7. Data deletion and retention periods

The personal data processed by us will be deleted in accordance with the legal requirements as soon as your consents permitted for processing are revoked or other permissions cease to apply (e.g., if the purpose of processing this data has ceased to apply or it is not required for the purpose). If the personal data are not deleted because they are required for other and legally permissible purposes, their processing will be limited to these purposes. That is, the personal data is blocked and not processed for other purposes. This applies, for example, to personal data that must be retained for reasons of commercial or tax law or whose storage is necessary for the assertion, exercise, or defense of legal claims or for the protection of the rights of another natural or legal person. As far as our privacy policy contains further information on the retention and deletion of personal data, thse have priority for the respective processing activities.

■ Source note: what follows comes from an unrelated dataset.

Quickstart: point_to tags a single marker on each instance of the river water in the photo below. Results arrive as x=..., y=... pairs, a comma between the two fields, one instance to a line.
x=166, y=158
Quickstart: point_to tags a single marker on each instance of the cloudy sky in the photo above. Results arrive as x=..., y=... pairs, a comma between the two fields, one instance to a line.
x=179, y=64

8. Your rights as a data subject

As a data subject, you are entitled to various rights under the GDPR, which arise in particular from Art. 15 to 21 GDPR. If you wish to exercise any of your rights, please contact us via the contact addresses provided above or our data protection officer.

8.1. Right of objection 

You have the right to object at any time, on grounds relating to your particular situation, to the processing of personal data concerning you which is carried out on the basis of Art. 6(1) lit. e or lit. f GDPR; this also applies to profiling based on these provisions. If the personal data concerning you is processed for the purpose of direct marketing, you have the right to object at any time to the processing of personal data concerning you for the purpose of such marketing; this also applies to profiling insofar as it is related to such direct marketing. If you object, we will no longer process your personal data unless we can demonstrate compelling legitimate grounds for the processing which override your interests, rights and freedoms, or the processing serves to assert, exercise or defend legal claims.
8.2. Right of access to your personal data

You have the right to request confirmation as to whether personal data in question is being processed and to information about this personal data, as well as further information and a copy of the personal data in accordance with the legal requirements.

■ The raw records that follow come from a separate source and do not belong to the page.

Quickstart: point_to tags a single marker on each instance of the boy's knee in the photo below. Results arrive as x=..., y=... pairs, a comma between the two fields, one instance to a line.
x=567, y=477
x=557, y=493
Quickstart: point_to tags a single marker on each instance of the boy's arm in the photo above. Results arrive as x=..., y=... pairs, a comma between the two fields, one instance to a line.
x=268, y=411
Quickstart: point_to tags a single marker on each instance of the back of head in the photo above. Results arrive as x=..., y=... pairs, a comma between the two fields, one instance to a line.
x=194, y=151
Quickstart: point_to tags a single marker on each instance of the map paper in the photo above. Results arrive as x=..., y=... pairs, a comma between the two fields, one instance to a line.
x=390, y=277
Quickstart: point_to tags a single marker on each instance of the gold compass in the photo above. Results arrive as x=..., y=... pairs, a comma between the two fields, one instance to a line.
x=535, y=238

8.3. Right to rectification

In accordance with the legal requirements, you have the right to request that the personal concerning you be completed or that incorrect personal data concerning you be corrected.

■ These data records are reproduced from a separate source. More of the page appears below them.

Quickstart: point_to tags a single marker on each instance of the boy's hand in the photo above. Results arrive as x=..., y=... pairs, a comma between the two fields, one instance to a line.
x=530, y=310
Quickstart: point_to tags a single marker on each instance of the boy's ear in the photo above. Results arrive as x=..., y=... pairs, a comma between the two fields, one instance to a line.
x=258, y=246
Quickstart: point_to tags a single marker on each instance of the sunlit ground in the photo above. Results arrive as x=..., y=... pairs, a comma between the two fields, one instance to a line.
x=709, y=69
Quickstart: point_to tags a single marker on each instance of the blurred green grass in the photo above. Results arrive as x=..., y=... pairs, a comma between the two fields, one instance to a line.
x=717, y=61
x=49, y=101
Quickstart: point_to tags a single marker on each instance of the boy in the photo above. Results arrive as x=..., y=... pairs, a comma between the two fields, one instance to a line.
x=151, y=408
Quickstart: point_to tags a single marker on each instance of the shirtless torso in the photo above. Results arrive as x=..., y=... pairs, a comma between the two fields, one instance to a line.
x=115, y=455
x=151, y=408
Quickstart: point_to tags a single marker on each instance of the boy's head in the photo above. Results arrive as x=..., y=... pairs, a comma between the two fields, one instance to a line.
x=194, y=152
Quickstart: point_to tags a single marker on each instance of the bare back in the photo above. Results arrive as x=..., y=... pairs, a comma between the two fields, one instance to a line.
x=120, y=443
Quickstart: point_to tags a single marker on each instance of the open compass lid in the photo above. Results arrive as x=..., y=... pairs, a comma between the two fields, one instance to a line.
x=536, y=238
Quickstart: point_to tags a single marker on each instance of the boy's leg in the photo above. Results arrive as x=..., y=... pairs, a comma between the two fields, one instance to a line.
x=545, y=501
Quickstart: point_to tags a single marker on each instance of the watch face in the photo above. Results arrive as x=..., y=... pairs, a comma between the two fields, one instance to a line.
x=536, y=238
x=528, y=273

8.4. Right to erasure and restriction of processing

You have the right to demand that personal data concerning you be deleted immediately if one of the reasons provided for by law applies and insofar as the processing or storage is not necessary.

8.5. Restriction of processing

You have the right to demand that we restrict processing if one of the legal requirements is met.

8.6. Right to data portability

You have the right to receive personal data concerning you, which you have provided to us, in a structured, common and machine-readable format in accordance with the legal requirements, or to request that it be transferred to another controller.

8.7. Right of withdrawal for consents

You have the right to revoke any consent you have given at any time.

8.8. Complaint to supervisory authority

Without prejudice to any other administrative or judicial remedy, you have the right to lodge a complaint with a supervisory authority, in particular in the Member State of your habitual residence, place of work or the place of the alleged infringement, if you consider that the processing of personal data concerning you infringes the requirements of the GDPR.

9. Modification and update of the privacy policy

We adapt the privacy policy as soon as the changes in the data processing carried out by us make this necessary. We will inform you as soon as the changes require an act of cooperation on your part (e.g., consent) or other individual notification.

If we continue to develop our website and our offerings or if legal or regulatory requirements change, it may be necessary to amend this privacy policy. You can access the current privacy policy at any time here.